The study was conducted in the comprehensive population cohort run by the Africa Health Research Institute (AHRI) in KZN. We linked PLHIV engaged in HIV care to their cohabiting household members aged ≥15 years using a unique identifier for homesteads. We implemented regression discontinuity quasi-experiments fitting Weibull and Cox survival models to establish the causal effect of ART utilization on uptake of TB, HTN, and DM treatment among household members. We ran unadjusted models and models adjusting for age and sex, restricting the analysis to a narrow CD4+ cell count range around the regression discontinuity threshold.

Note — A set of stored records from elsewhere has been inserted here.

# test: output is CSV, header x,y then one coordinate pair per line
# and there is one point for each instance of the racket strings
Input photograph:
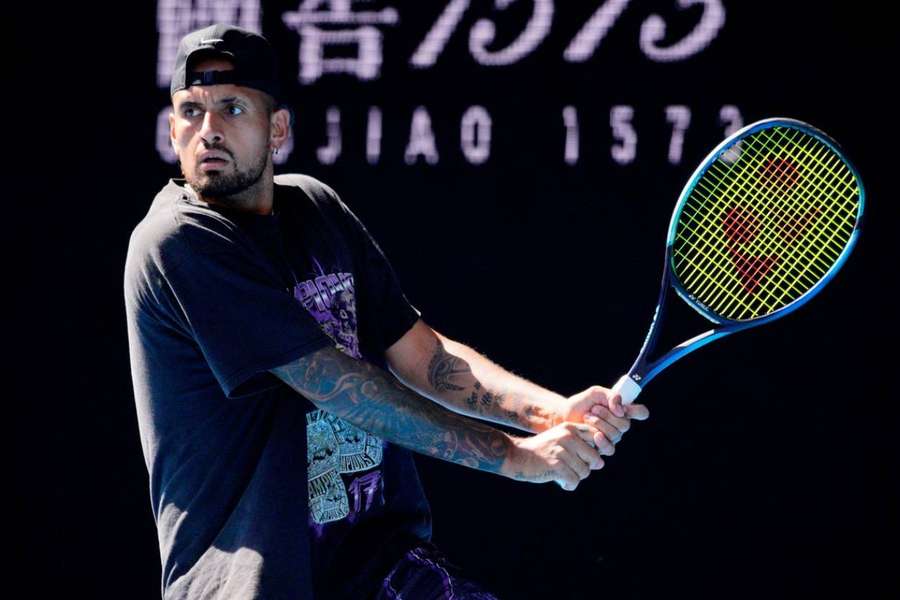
x,y
766,261
764,223
759,265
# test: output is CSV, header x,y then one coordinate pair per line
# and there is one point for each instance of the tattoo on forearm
x,y
450,373
375,402
442,367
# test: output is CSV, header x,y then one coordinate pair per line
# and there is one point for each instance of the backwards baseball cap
x,y
253,58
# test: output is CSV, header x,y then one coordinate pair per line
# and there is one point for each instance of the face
x,y
223,135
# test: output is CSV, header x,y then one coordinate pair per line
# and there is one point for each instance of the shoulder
x,y
322,195
175,227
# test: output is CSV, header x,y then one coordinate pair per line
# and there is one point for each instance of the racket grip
x,y
627,388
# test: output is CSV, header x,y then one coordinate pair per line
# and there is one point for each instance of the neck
x,y
257,199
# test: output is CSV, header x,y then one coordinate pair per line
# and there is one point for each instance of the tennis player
x,y
281,376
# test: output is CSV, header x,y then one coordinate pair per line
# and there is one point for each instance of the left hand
x,y
599,407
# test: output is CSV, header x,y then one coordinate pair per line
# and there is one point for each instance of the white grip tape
x,y
627,388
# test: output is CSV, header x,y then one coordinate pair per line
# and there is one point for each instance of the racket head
x,y
764,223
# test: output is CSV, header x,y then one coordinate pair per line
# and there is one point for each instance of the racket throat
x,y
627,388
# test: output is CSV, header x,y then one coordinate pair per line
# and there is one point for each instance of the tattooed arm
x,y
371,399
461,379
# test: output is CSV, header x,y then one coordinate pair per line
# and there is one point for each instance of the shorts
x,y
424,573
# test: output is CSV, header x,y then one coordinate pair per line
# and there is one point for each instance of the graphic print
x,y
334,446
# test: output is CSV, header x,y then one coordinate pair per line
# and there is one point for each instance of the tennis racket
x,y
766,220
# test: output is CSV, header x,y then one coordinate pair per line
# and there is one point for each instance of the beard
x,y
213,184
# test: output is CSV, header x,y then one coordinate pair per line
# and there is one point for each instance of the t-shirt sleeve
x,y
243,319
382,301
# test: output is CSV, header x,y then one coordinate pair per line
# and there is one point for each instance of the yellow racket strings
x,y
765,223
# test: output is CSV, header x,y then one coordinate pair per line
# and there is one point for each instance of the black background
x,y
769,464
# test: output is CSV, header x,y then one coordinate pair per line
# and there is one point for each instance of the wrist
x,y
511,465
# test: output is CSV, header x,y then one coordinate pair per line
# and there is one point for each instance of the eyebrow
x,y
229,100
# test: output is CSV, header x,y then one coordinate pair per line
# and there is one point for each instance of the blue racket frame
x,y
641,372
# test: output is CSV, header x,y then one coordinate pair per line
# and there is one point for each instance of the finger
x,y
623,424
583,449
615,405
611,435
638,412
566,477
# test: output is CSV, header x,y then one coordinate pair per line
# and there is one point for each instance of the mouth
x,y
212,163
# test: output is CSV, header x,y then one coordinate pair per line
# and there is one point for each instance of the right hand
x,y
565,454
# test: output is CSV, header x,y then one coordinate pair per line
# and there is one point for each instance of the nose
x,y
211,128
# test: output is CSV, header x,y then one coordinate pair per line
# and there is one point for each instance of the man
x,y
281,376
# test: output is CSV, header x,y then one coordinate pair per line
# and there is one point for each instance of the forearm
x,y
467,382
376,402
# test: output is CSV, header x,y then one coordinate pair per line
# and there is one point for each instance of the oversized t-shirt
x,y
257,493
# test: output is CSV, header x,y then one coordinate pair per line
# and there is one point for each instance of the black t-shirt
x,y
256,493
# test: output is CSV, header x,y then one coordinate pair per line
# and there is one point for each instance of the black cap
x,y
252,56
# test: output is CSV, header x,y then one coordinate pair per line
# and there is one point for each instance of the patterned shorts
x,y
424,573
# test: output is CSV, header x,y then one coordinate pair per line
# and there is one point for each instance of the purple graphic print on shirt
x,y
334,446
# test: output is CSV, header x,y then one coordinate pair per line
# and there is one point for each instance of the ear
x,y
280,127
172,131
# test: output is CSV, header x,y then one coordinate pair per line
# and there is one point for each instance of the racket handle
x,y
627,388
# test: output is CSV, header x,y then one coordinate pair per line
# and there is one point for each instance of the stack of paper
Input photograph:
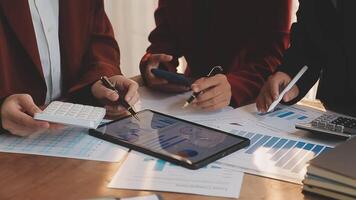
x,y
333,173
71,143
142,172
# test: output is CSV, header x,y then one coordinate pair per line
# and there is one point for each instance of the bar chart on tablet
x,y
274,156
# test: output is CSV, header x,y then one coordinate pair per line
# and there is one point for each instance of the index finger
x,y
205,83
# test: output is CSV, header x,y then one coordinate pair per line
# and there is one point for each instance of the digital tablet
x,y
175,140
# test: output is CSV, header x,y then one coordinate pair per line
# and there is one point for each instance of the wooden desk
x,y
41,177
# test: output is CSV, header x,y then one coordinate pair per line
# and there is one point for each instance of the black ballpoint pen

There were 4867 PLHIV enrolled in care living with 17,253 household members ≥15 years in 4212 unique homesteads between 2008-2014. Most PLHIV in care were women (77%) with mean age of 33 years. Cohabiting household members were 55% female with mean age of 31 years and a median household ART utilization exposure of 1.7 years (IQR: 0.6-3.2). During the study period, 3.0% (95.6% of those with TB), 11.4% (86.0% of those with HTN) and 3.1% (83% of those with DM) of cohabiting household members reported that they were currently being treated for TB, HTN, or DM, respectively. Household ART utilization increased treatment for diabetes (RR 1.90: 95% CI 1.07-3.40) but not for TB (RR 1.12: 95% CI 0.71-2.03) or hypertension (RR 1.31: 95% CI 0.97-1.77) (Table 1).

Household exposure to public-sector HIV treatment programs substantially increased uptake of DM treatment but not for HTN and TB treatment among household members. Future research needs to establish the mechanisms leading to these effects and how HIV treatment programs can be even better leveraged to improve access to other needed chronic care in Africa.